Creating a Digital Data Analyst

How we built a natural language interface to complex financial data, enabling analysts to query SSAS cubes without learning DAX or ordering PowerBI Reports.

Wins and Losses: Building a Digital Data Analyst in 8 Weeks

At Spillwave Solutions, we recently undertook the ambitious task of creating an AI-powered Digital Data Analyst in just eight weeks for a financial services client.
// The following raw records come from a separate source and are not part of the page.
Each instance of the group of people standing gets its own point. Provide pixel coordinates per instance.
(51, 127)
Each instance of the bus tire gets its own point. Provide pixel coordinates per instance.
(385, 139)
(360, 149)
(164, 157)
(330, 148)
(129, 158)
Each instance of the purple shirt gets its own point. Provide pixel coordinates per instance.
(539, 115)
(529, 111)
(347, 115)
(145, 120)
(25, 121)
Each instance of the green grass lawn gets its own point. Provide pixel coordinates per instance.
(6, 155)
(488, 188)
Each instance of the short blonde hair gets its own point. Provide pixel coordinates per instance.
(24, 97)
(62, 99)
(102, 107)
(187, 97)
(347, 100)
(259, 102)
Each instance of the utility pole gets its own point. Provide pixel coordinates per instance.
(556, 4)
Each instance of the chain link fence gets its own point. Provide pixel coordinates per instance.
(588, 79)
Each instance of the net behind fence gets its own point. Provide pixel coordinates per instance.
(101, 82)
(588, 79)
The goal was simple yet challenging: enable financial analysts to interact with complex financial data using natural language questions, bypassing the steep learning curve of the DAX query language or cost and timeline of ordering custom PowerBI reports.

Here’s a quick rundown of the wins and losses from our journey:

Wins

  1. Rapid Deployment and Immediate Value: Within the tight timeframe, we delivered a production-ready tool that allows analysts to query data directly, significantly reducing the need for custom reports and dramatically shortening data retrieval times from days to seconds.

  2. Robust Technical Solution: We built a sophisticated Retrieval-Augmented Generation (RAG) system utilizing Azure OpenAI, pgVector for semantic searches, and FastAPI. This enabled a conversational AI to translate natural language questions into accurate DAX queries effectively, achieving a 70-80% success rate.

  3. Democratizing Data Analysis: Our solution empowered business users without technical expertise to independently explore financial data, leading to deeper insights, faster decision-making, and reduced technical dependency.

  4. Innovative Prompt Engineering: The project succeeded largely due to advanced prompt engineering techniques, including dynamically selected few-shot examples, specialized DAX syntax rules, and sophisticated error-correction mechanisms.

Losses

  1. Underestimating DAX Complexity: Initially, our team underestimated the complexities associated with DAX compared to traditional SQL. Early prototypes struggled significantly, requiring a strategic pivot to a more deterministic workflow rather than a purely agentic approach.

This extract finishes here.